The Washington Post reports on the reluctance of some gay couples to get married, even though it is now legal. On the same day, the Post reports on how the new law recognizing same sex marriage has been costly to others in the District of Columbia, including Catholic Charities, and the people they serve.

So given these costs, and the divisiveness surrounding same sex marriage, don’t you think the gay community, and the Post could have the decency to keep these doubts out of the front and center of the public eye? I mean, we have been given to believe that the self-respect of every gay man and lesbian woman was on the line in the legalization of same sex marriage. We’ve been led to believe that the burdens on same sex couples are simply not to be borne, and beyond the imagining of any heterosexual couple. And now that same sex couples have the right to marry, why aren’t they rushing to the altar?
Here are some of the reasons, in their own words:

Some say that although they committed to their partners long ago in their hearts, they oppose the idea of marriage as an institution — especially because it is one that so often collapses.

“I’m not against gay marriage in any way, shape or form, but having been married before, I think you legitimately have concerns about the failure of marriage in general for the majority of people,” said Nash Blain, 43, a lawyer in Harpers Ferry, W.Va., who was married to a man for eight years before she and Marla Seymour, 57, a bookseller, got together 13 years ago.

Blain said she can think of few happy marriages, and she still chafes at the memory of receiving letters addressed to “Mr. and Mrs.” followed by her husband’s name. “I think it’s very hard not to have some diminishment of each person occur.”

Ms Blain, didn’t you know these potential pitfalls of marriage before the City Council rammed same sex marriage through, over the objections of many in the community? Were you there to tell them it wasn’t really worth that much to you that your neighbors should be forced to conform to the City Council’s new definition of marriage? (BTW: what does a person like MsBlain, who used to straight before she was gay, do to the claim that sexual orientation is a fixed and immutable, legally recognizable and definable trait?)

Other couples in successful long-term relationships might balk at marrying because they don’t want to upset their balance, said Mark Forrest, a licensed social worker in Boston, where same-sex marriage has been legal since 2004. “They may have gotten into a routine with each other and never expected this to come up, and it may be too disturbing” to introduce a new dynamic.

So disturbing. So sad. The Archdiocese of Washington had to redefine their spousal health benefits to accomodate the District’s new invented definition of spouse. All for people who can’t handle a “new dynamic.”

As with heterosexual couples, the reasons for one same-sex partner balking are myriad. Some simply aren’t ready to commit; others refuse to consider marrying until the right is extended nationwide and includes federal benefits.

So, after ramming same sex marriage through the DC City Council, the radicals are still not satisfied: nothing but the national same sex marriage and the federal benefits of marriage is sufficient to induce them to take advantage of the institution they have gone to such trouble to gut for everyone else.

“It’s so personally revolting to me,” said Rhodes, 36, who has been in a committed relationship with a man for 13 years.

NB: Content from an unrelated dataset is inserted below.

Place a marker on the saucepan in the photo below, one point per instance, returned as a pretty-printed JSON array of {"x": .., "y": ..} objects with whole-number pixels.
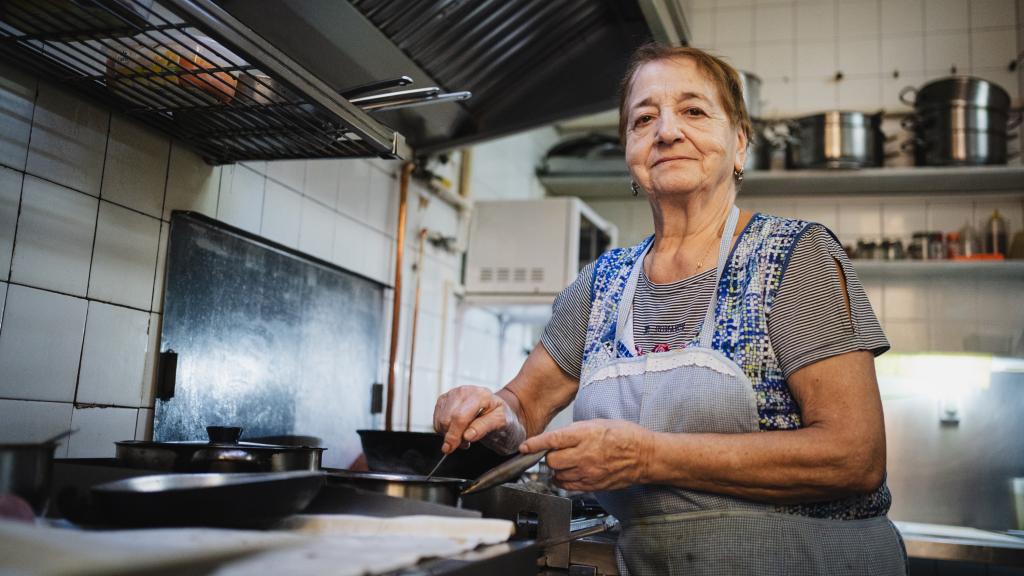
[{"x": 435, "y": 489}]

“I’d rather see marriage abolished than see me married,” he said as he ate lunch in a Columbia Heights cafe with his partner, Bray Creech. “The materialism of it, what I perceive as kind of a narcissism. Like all the money and decoration. . . . I have no interest in having a performance, which to me is what weddings are.”

Interesting comment. Is the abolition of marriage the real goal? Some of us have suspected so for some time.

“There’s a whole segment of the [gay] community for whom the marriage equality bit seems way too heteronormative,” mimicking conventional heterosexual practices, said Suzanne Scott, director of women and gender studies at George Mason University. “Some would even argue that marriage is an outdated norm based on archaic rules.”

Why do they want to participate so badly in an outmoded institution?

Some of the considerations are practical. Creech, an accountant, who shares a home and dogs with Rhodes in Adams Morgan, said that after years of arguing (with his partner), he has largely given up on his dream of a wedding. Still, “my biggest fear is the hospital thing — that he would be in the hospital hurt, and I wouldn’t be able to see him. That terrifies me.”

Of course, in many states, including CA for sure, the hospital visitation problem has been solved for years through the Domestic Partnership laws. If you don’t get married, don’t form a domestic partnership, you can’t very well be mad at society for not taking you seriously when you demand hospital visitation rights, and the right to make medical decisions (which are two different things, I realize.)

Given the unending stream of press declaring the urgent human need for defining gender out of marriage, these are trivial reasons to not get married. These divisions have been present in the gay community all along. Only now that the Sex Radicals have acheived the objective of redefining marriage in the District of Columbia, and imposed costs on other people, will these fissures in the gay community be exposed to the light of day.
It is no wonder that the wider community has lost its stomach for accomodating the gay community.